The program mVISTA (Shuffle-LAGAN mode) was used to compare the whole chloroplast genome of P. ostii with the whole chloroplast genomes of P. delavayi, P. ludlowii, P. obovata and P. veitchii (KY817591, KY817592, KJ206533, KT894821) with the annotation of P. ostii as the reference [74,75]. The SSRs and forward (inverted) repeats were detected by Tandem Repeats Finder (Department of Biomathematical Sciences, New York, NY, USA) and REPuter individually (https://tandem.bu.edu/trf/trf.html) [76,77]. Phobos version 3.3.12 [78] was used to detect (SSRs) within the cp genome, with the search parameters set at ≥10 repeat units for mononucleotides, ≥8 repeat units for dinucleotides, ≥4 repeat units for trinucleotides and tetranucleotides, and ≥3 repeat units for pentanucleotide and hexanucleotide SSRs.

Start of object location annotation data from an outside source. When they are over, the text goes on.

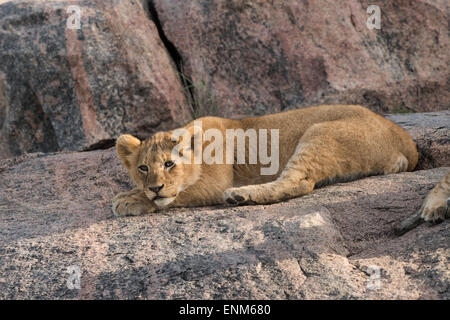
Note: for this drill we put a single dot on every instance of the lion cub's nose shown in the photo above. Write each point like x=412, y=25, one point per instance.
x=156, y=189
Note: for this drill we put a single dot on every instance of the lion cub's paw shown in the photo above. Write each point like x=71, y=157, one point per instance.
x=131, y=204
x=435, y=209
x=237, y=196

3.4. Phylogenetic Analysis

We downloaded 13 whole chloroplast genome sequences from the NCBI Organelle Genome and Nucleotide Resources database and used all genomes to analyze the phylogenetics. The software clustalw2 (The Conway Institute of Biomolecular and Biomedical Research, Dublin, Ireland) was used to align the genome [79]. MEGA5.2 (Department of Biological Sciences, Tokyo, Japan) [73] was used to analyze and plot the phylogenetic tree with ML (maximum likelihood). Bootstrap analysis was executed with 1000 replicates and TBR branch swapping. We used 1000 replicates and TBR branch exchange to complete the bootstrap analysis. Furthermore, Ceratophyllum demersum was set as the outgroup.

4. Conclusions

In summary, we present the first complete chloroplast genome of P. ostii, an important plant used for ornamental and medicinal purposes and for its oil. The genome sequencing, assembly, annotation and comparative analysis revealed that the chloroplast genome of P. ostii has a quadruple structure, gene order, DNA G+C content, and codon usage features similar to those of other Paeonia species’ chloroplast genomes. Compared with the chloroplast genomes of four related Paeonia species, the chloroplast genome size of P. ostii is the smallest, while the genome structure and composition are similar. Phylogenetic relationships among six Paeonia species revealed that P. ostii is more closely related to P. delavayi and P. ludlowii than to P. obovata and P. veitchii. The results of this study provide an assembly of a whole chloroplast genome of P. ostii, which may be useful for future breeding and further biological discoveries. It will provide a theoretical basis for the improvement of peony yield and the determination of phylogenetic status.